Re: Git should preserve modification times at least on request

Peter Backes <rtc@xxxxxxxxxxxxxxxxxxx> · Wed, 21 Feb 2018 23:14:20 +0100

On Wed, Feb 21, 2018 at 10:33:05PM +0100, Ævar Arnfjörð Bjarmason wrote:
> This sounds like a sensible job for a git import tool, i.e. import a
> target directory into git, and instead of 'git add'-ing the whole thing
> it would look at the mtimes, sort files by mtime, then add them in order
> and only commit those files that had the same mtime in the same commit
> (or within some boundary).

I think that this would be The Wrong Thing to do.

The commit time is just that: The time the commit was done. The commit 
is an atomic group of changes to a number of files that hopefully bring 
the tree from one usable state into the next.

The mtime, in contrast, tells us when a file was most recently modified.

It may well be that main.c was most recently modified yesterday, and 
feature.c was modified this morning, and that only both changes taken 
together make sense as a commit, despite the long time in between.

Even worse, it may be that feature A took a long time to implement, so 
we have huge gaps in between the mtimes, but feature B was quickly done 
after A was finished. Such an algorithm would probably split feature A 
incorrectly into several commits, and group the more recently changed 
files of feature A with those of feature B.

And if Feature A and Feature B were developed in parallel, things get 
completely messy.

> The advantage of doing this via such a tool is that you could tweak it
> to commit by any criteria you wanted, e.g. not mtime but ctime or even
> atime.

Maybe, but it would be rather useless to commit by ctime or atime. You 
do one grep -r and the atime is different. You do one chmod or chown 
and the ctime is different. Those timestamps are really only useful for 
very limited purposes.

That ctime exists seems reasonable, since it's only ever updated when 
the inode is written anyway.

atime, in contrast, was clearly one of the rather nonsensical 
innovations of UNIX: Do one write to the disk for each read from the 
disk. C'mon, really? It would have been a lot more reasonable to simply 
provide a generic way for tracing read() system calls instead; then 
userspace could decide what to do with that information and which of it 
is useful and should be kept and perhaps stored on disk. Now we have 
this ugly hack called relatime to deal with the problem.

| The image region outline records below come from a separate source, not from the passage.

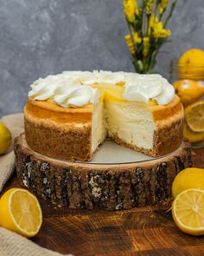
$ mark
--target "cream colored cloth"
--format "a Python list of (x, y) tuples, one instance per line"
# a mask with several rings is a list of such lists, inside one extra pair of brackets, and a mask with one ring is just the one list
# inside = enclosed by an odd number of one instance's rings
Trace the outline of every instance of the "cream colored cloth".
[(24, 131), (22, 114), (14, 114), (5, 115), (1, 120), (10, 130), (12, 134), (12, 144), (8, 150), (8, 154), (0, 156), (0, 192), (3, 188), (6, 181), (14, 172), (15, 156), (13, 152), (14, 139)]
[[(0, 227), (1, 256), (60, 256), (58, 253), (42, 248), (29, 240)], [(71, 256), (72, 254), (67, 254)]]
[[(5, 115), (3, 121), (12, 134), (12, 144), (8, 153), (0, 156), (0, 192), (15, 169), (14, 139), (24, 131), (22, 114)], [(29, 240), (0, 227), (0, 256), (60, 256), (58, 253), (42, 248)], [(71, 254), (67, 254), (71, 255)]]

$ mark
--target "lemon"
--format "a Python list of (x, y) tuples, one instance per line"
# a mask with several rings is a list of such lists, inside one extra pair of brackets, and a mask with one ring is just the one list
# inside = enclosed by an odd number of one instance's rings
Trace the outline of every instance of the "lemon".
[(190, 49), (182, 55), (178, 61), (181, 79), (204, 79), (204, 51)]
[(204, 95), (204, 86), (194, 80), (178, 80), (174, 87), (184, 107), (193, 104)]
[(188, 106), (184, 112), (185, 121), (194, 132), (204, 132), (204, 101)]
[(180, 193), (188, 188), (204, 190), (204, 169), (189, 167), (180, 172), (172, 184), (172, 195), (175, 198)]
[(204, 132), (194, 132), (188, 124), (183, 124), (183, 137), (188, 139), (190, 143), (195, 143), (204, 141)]
[(41, 222), (40, 204), (26, 189), (11, 188), (0, 199), (0, 226), (33, 237), (40, 230)]
[(9, 128), (0, 122), (0, 154), (6, 153), (11, 143), (11, 134)]
[(172, 215), (180, 230), (191, 235), (204, 234), (204, 191), (182, 192), (172, 204)]

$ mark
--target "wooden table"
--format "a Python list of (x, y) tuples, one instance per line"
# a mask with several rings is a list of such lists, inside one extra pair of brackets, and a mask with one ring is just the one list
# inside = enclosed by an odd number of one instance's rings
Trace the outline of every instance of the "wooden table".
[[(194, 167), (204, 167), (204, 149), (193, 152)], [(18, 186), (14, 175), (5, 190)], [(204, 237), (182, 233), (170, 206), (126, 211), (54, 208), (41, 200), (43, 224), (36, 244), (76, 256), (204, 255)]]

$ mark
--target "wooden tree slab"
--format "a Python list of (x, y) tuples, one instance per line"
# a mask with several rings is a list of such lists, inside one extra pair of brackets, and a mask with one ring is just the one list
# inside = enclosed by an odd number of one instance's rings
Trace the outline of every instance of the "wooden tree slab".
[(131, 209), (171, 198), (175, 176), (190, 167), (190, 145), (166, 156), (127, 164), (88, 164), (48, 158), (34, 152), (24, 135), (15, 141), (20, 184), (39, 197), (70, 208)]

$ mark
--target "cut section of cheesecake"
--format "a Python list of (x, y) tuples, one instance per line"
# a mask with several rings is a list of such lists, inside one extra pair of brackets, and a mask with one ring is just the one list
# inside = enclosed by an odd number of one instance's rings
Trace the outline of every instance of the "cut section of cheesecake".
[(24, 117), (30, 148), (54, 158), (91, 161), (105, 137), (154, 157), (180, 146), (183, 110), (179, 97), (160, 106), (123, 100), (119, 87), (101, 91), (97, 105), (77, 108), (29, 99)]

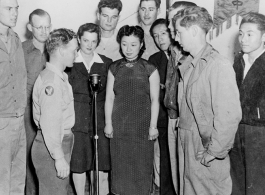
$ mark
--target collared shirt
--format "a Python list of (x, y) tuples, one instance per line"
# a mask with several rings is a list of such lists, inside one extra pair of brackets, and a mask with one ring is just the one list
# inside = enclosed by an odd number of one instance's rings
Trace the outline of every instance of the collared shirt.
[[(139, 26), (141, 27), (142, 25), (143, 25), (142, 23), (139, 24)], [(144, 42), (146, 49), (142, 55), (142, 58), (148, 60), (151, 55), (153, 55), (156, 52), (159, 52), (159, 49), (157, 48), (155, 41), (150, 34), (144, 33)]]
[(120, 44), (117, 42), (117, 31), (114, 31), (114, 34), (109, 37), (100, 38), (100, 43), (98, 47), (96, 48), (95, 52), (104, 55), (113, 61), (121, 59), (122, 56), (120, 54)]
[(33, 85), (40, 72), (45, 68), (48, 54), (46, 51), (41, 53), (41, 51), (33, 45), (32, 39), (24, 41), (22, 43), (22, 48), (27, 69), (27, 99), (29, 106), (29, 104), (31, 104)]
[(199, 131), (196, 135), (202, 145), (198, 151), (205, 149), (212, 156), (225, 158), (242, 115), (232, 64), (209, 44), (186, 60), (191, 63), (185, 61), (186, 68), (180, 69), (184, 93), (179, 128)]
[(33, 88), (33, 118), (41, 129), (53, 159), (64, 156), (62, 139), (65, 130), (75, 123), (74, 98), (66, 73), (46, 63)]
[(83, 64), (85, 65), (88, 73), (90, 72), (91, 66), (94, 63), (104, 63), (103, 60), (101, 59), (101, 57), (96, 52), (94, 52), (92, 60), (90, 61), (89, 64), (87, 64), (86, 61), (84, 60), (80, 50), (78, 51), (78, 57), (75, 59), (75, 62), (76, 63), (83, 62)]
[[(262, 52), (260, 52), (260, 54), (257, 55), (257, 56), (255, 57), (255, 59), (253, 60), (253, 63), (255, 62), (255, 60), (256, 60), (258, 57), (261, 56), (261, 54), (264, 53), (264, 51), (265, 51), (265, 50), (262, 50)], [(243, 55), (243, 59), (244, 59), (244, 62), (245, 62), (245, 68), (244, 68), (244, 78), (245, 78), (246, 75), (247, 75), (247, 73), (248, 73), (248, 71), (249, 71), (249, 69), (251, 68), (252, 64), (250, 64), (250, 62), (249, 62), (249, 55), (248, 55), (248, 54), (244, 54), (244, 55)]]
[(21, 41), (9, 28), (10, 50), (0, 40), (0, 118), (19, 117), (25, 112), (27, 72)]

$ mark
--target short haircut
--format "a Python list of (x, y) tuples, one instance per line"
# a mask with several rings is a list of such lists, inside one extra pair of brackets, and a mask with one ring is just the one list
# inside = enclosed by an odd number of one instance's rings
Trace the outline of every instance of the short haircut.
[(157, 19), (156, 21), (153, 22), (152, 26), (150, 27), (150, 31), (149, 31), (150, 35), (152, 35), (152, 37), (154, 37), (153, 29), (159, 24), (165, 25), (165, 27), (167, 28), (167, 32), (169, 33), (168, 35), (170, 36), (170, 30), (168, 28), (169, 22), (168, 22), (168, 20), (166, 20), (164, 18), (159, 18), (159, 19)]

> You'd get the same thing as you'd get if git's tree format would change
> to include mtimes (which isn't going to happen), but with a lot more
> flexibility.

Well, from basic logic, I don't see how a decision not to implement a 
feature could possibly increase flexility. The opposite seems to be the 
case.

Best wishes
Peter

-- 
Peter Backes, rtc@xxxxxxxxxxxxxxxxxxx